I really enjoyed the trailer for The One I Love. The concept was cool. It looked like a sort of reverse Being John Malkovich with a pair of actors I'm really starting to enjoy: Elisabeth Moss and Mark Duplass. And to be fair, the first half of the film was legitimately fun and interesting to watch. But...
The One I Love is about a married couple going through a pretty serious rough patch. One day, their couples therapist talks them into taking a short vacation... But when they arrive at the prescribed location (a nice sort-of-country house), it's almost like they've stepped into another dimension...
Well that's just the breakdown without ruining anything. And Charlie McDowell even does an excellent job as a first time director. But for all of the fun positives of the first act, the third and late second acts seem to lack real decisiveness and tend to get bogged down in their own incomplete lore. I'm honestly a little surprised Justin Lader was able to get this script picked up given how sloppy things get.
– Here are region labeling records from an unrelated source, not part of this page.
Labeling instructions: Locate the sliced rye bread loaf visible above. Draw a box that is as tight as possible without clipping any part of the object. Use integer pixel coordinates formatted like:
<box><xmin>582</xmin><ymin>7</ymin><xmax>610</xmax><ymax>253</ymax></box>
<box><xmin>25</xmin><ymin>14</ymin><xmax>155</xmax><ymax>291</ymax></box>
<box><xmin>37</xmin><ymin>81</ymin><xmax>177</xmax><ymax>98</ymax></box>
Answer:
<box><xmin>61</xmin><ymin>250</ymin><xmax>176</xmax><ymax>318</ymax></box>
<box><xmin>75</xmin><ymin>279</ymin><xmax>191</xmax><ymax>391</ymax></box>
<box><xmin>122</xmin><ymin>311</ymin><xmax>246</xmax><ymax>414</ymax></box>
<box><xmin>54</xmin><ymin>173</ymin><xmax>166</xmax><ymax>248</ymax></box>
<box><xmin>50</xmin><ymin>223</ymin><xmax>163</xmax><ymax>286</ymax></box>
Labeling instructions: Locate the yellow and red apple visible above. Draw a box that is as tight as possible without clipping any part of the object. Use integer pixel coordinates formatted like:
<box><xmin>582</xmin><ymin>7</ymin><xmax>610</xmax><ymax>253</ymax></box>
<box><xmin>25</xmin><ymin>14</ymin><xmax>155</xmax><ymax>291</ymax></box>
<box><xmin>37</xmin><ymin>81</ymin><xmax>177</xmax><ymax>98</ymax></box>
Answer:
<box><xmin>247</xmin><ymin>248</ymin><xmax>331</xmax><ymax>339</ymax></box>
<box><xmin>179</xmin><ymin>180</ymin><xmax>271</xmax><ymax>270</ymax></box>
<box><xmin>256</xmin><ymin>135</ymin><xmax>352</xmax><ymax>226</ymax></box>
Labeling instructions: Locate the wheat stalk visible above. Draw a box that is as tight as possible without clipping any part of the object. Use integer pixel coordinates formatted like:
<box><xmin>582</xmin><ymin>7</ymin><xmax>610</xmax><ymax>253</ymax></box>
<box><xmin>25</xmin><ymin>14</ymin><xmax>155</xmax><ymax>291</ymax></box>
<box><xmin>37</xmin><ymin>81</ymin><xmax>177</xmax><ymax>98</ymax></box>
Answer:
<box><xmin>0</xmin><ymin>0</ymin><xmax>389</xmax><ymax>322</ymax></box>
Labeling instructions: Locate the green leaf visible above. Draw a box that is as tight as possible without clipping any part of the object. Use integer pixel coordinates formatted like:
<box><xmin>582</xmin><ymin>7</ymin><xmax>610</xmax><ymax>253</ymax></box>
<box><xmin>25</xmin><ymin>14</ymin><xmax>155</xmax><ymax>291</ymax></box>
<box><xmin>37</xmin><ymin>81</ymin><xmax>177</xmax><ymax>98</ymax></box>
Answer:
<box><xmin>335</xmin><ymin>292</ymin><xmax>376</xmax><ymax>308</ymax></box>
And it becomes really frustrating, because the end result is so muddled and separated from the original... and very simple... concept.
Regardless, this flick sports a couple of really good performances from its leads. And it has a great hook. It just doesn't sink it. The One I Love isn't an incomplete movie really, because it ties things up... but it feels incomplete, because the plot progression does not feel natural and ultimately proves fatal to the films chances of capturing a larger audience. As the old adage goes, "They can't all be winners."